Lernapparat

Maschinelles Lernen Lernen

Geometric Intuition on Improved Wasserstein GANs

April 13, 2017

Recently, Gulrajani et al published Improved Training of Wasserstein GANs. It adds a relaxed constraint to the original Wasserstein GAN discriminator training objective described by Arjovsky et al. We take a geometric look at why it is important.

Before I start, I can heartily recommend Alex Irpan's read-through of Arjovsky et al.'s Wasserstein GAN article.

My intuition why Wasserstein distance is great

The original Wasserstein GAN paper observed that the $W_1$ Wasserstein metric on a space of probability distributions can be a very useful loss criterion for GAN training.

To me, the number one intuitive property that makes the Wasserstein family of metrics attractive is that is differentiates between locality of deviations between different measures. Consider the three distributions in Figure 1. What are their distances?

Histograms of three distributions.
Figure 1: Histograms of three distributions. What is the distance between them?

The Kullback-Leibler divergence and the total variation essentially consider only the height of the bars for each category. Thus all three distributions seem equally far apart. If we put the four classes on the for points $1,...,4$ on the real line and use the distance function, we expect the distributions for A and B to be closer than B and C and that A and C are the farthest apart. The Wasserstein metric achieves just that by considering a metric (more generally a cost function) on the metric space on which the probability measures are defined.

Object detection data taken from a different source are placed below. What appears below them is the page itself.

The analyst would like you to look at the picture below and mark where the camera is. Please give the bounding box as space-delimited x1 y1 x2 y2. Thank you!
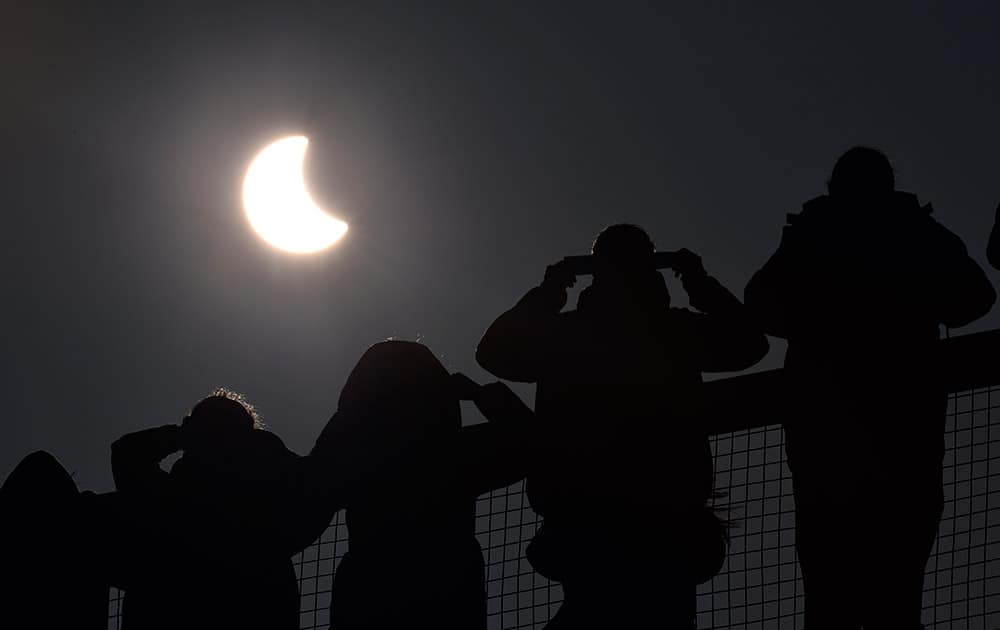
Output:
559 252 678 276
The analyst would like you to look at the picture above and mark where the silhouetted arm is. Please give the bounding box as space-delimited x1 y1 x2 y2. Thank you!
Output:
111 424 181 492
476 280 566 383
986 204 1000 269
927 222 997 328
743 226 812 339
457 382 543 496
681 272 768 372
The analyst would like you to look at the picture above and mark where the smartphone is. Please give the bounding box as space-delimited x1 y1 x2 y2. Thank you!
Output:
559 252 677 276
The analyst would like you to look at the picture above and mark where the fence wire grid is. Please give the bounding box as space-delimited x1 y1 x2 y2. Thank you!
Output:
108 386 1000 630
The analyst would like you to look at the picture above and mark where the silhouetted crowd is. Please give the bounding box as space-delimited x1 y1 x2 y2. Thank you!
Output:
0 147 1000 630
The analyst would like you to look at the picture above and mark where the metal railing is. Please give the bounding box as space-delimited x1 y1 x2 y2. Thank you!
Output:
109 331 1000 630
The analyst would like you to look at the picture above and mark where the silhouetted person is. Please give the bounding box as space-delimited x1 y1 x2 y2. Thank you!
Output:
112 391 312 630
986 204 1000 269
476 225 767 629
0 451 109 630
745 147 996 630
310 341 532 630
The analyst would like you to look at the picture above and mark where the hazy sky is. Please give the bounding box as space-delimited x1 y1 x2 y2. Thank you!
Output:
0 1 1000 490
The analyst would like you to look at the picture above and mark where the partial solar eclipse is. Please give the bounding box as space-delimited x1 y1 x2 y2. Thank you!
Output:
243 136 347 254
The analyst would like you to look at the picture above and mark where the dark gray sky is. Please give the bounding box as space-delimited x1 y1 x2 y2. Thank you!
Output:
0 1 1000 490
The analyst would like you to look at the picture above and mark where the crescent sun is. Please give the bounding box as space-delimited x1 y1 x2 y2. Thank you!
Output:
243 136 347 254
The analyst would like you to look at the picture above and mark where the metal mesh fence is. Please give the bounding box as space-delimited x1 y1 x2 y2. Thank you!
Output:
109 386 1000 630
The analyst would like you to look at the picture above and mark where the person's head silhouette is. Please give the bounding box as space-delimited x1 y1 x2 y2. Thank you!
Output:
826 147 896 201
338 340 462 444
181 390 260 450
581 223 670 311
591 223 656 274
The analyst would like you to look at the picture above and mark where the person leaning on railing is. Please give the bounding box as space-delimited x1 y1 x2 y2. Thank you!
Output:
476 225 767 629
745 147 996 630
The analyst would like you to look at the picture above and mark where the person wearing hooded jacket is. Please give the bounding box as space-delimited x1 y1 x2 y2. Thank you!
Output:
745 147 996 630
108 390 318 630
476 224 767 629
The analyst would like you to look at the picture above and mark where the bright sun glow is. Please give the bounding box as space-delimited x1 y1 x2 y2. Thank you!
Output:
243 136 347 254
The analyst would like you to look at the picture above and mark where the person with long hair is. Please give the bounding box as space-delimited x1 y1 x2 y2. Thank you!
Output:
310 341 532 630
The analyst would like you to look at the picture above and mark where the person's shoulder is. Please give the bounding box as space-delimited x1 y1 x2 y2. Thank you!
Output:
252 429 294 455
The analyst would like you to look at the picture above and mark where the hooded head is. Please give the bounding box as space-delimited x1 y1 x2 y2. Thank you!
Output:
826 147 896 202
579 223 670 314
338 340 461 442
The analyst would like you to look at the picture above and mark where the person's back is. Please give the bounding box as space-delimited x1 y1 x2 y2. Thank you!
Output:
112 395 308 630
745 148 995 628
476 225 767 628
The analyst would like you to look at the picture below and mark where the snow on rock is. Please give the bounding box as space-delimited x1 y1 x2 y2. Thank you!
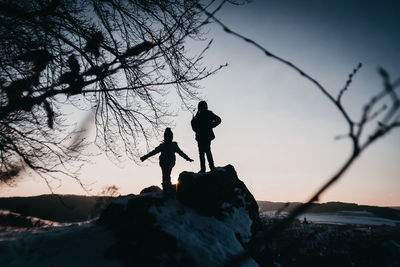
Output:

Another way to look at this is that if you have a distribution on $X$, for example $X \subset \mathbb{R}^n$ and you apply a small distortion, i.e. a transformation $T : X \rightarrow X$ that is with $|x-T(x)|$ small, the Wasserstein distance between the original measure and the push-forward (the "distorted" probability distribution) will be small: $W_1(p, T_\# p) = \int |x-T(x)| dp(x)$. Thus the Wasserstein distance considers interior variations (on the $x$-es) rather than exterior variations (on the $p(x)$-es) like Kullback-Leibler or Total Variation. In this sense, the Wasserstein distance captures a sense of closeness that other metrics cannot see (think of a distorted image that we can easly match with the original, but expressing that in a distance function is hard).

For some applications we may need both. One way might be the unnormalized distance presented in Frogner et. al. Learning with a Wasserstein loss, but to me this is still a bit open (and my experience with implementing the Wasserstein loss is that it seemed rather unstable on single precision).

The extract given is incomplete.